Cars on Prague’s central artery outside the National Museum.
Cars on the city’s central artery stream past Prague’s National Museum at the top of Wenceslas Square.
(Alex Marshall)
Now, the city and to some extent the larger national government are trying to make amends. In this, the Czech Republic is similar to the United States, which under President Biden has been encouraging cities to tear down, bury or soften the numerous highways plowed through city neighborhoods.

It’s worth looking at what Prague is trying to do, since the challenge is similar on both sides of the water. It’s going to take several generations at least to repair the damage done by these mid-20th century interventions.

The city of Prague hired Jan Gehl, perhaps the world’s best-known urban repairman, to make recommendations on how to soften and fix the Magistrala. Gehl and his associates finished a study in 2017 and you can see a video of its presentation here. Gehl proposed turning the highway, where possible, into an urban boulevard where moving traffic is a lesser priority. He would make it two-way, plant street trees, and put in bike lanes and more crosswalks.

“Stitch the city back together,” Gehl proposed. Convert what is now a barrier into a thoroughfare that attracts people to and through it with various nodes of activity. Do the easier and cheaper things first, and once political momentum is gathered, do more expensive and transformative projects, like tearing down some of the elevated sections.

The report carries weight in part because Gehl and his team look at the highway and its surroundings with depth and subtlety.

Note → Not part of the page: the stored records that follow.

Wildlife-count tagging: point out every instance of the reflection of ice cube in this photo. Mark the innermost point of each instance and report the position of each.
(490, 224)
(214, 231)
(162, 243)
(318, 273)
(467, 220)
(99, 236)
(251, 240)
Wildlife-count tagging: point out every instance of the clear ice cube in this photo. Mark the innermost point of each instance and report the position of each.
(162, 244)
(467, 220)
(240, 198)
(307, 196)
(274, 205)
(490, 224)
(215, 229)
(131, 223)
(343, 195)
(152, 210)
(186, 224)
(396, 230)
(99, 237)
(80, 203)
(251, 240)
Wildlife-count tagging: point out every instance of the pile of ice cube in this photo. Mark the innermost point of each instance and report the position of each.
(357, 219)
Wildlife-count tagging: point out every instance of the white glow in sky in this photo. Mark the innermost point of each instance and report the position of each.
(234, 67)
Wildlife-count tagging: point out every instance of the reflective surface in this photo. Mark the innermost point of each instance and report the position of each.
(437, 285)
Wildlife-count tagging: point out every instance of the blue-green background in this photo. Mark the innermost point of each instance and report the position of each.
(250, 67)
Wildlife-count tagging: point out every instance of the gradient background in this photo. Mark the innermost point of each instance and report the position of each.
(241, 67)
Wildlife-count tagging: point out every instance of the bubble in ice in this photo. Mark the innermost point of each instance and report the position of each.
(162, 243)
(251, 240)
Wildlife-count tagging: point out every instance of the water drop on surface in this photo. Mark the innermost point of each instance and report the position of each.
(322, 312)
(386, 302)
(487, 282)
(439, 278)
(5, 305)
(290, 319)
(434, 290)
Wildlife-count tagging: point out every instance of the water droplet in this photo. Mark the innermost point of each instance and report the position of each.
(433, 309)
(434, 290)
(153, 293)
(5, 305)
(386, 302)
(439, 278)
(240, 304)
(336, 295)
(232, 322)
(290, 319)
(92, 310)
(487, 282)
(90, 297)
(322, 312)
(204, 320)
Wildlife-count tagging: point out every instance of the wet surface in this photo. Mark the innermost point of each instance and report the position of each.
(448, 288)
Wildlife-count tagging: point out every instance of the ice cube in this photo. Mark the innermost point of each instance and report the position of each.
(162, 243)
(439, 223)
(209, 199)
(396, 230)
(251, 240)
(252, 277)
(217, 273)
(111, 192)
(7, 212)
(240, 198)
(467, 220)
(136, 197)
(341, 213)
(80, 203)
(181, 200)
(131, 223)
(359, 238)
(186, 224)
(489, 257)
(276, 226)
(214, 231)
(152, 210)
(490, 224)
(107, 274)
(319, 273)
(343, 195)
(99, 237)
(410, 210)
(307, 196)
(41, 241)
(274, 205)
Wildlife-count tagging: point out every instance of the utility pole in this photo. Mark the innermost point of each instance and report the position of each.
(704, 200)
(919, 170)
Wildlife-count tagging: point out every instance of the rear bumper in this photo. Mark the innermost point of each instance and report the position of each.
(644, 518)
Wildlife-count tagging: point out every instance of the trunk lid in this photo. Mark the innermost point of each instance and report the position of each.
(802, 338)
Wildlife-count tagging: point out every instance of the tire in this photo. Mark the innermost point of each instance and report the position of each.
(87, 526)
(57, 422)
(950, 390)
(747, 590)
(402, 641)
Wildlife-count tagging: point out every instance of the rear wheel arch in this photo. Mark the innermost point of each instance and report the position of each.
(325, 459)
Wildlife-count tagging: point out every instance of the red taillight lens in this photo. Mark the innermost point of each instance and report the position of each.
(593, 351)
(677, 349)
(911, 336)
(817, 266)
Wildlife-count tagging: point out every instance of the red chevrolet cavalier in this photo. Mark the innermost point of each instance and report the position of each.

They note that it runs along the path of the old city walls of Prague, which, as happened in many cities in Europe, were torn out in the 19th century after they ceased to play a role in defense. Vienna is famous for ripping its walls out in the 1850s and putting in the “Ringstrasse,” an elegant circular boulevard lined with apartment buildings. Prague tried to do something like this in the late 19th century but could not manage to get funding and permissions from the city’s Hapsburg Empire overseers. So it’s helpful to learn that Prague’s trouble with this area did not begin in the 1970s.

But while the report is well done, that doesn’t make its solutions any easier. The Magistrala is a functioning roadway. Thousands of commuters doubtless will protest making it into more of a pleasure street. There are also buildings that have grown up around the highway, particularly outside of town, where it connects with a regional freeway. Some of these patterns can’t be undone. That’s why it makes sense to do the easier parts first.

Prague is already following some of Gehl’s advice. This has created some tension between the city and the national government, which is sometimes less interested in urban solutions.

But in the long term, change favors re-urbanizing this part of Prague. There is valuable real estate being underused along this highway. It is a sign of the resiliency and health of cities that they have managed to reknit and repair themselves after the wounds put in by roadways like the Magistrala. With a bit more effort, cities can do even better, in Europe and in America as well.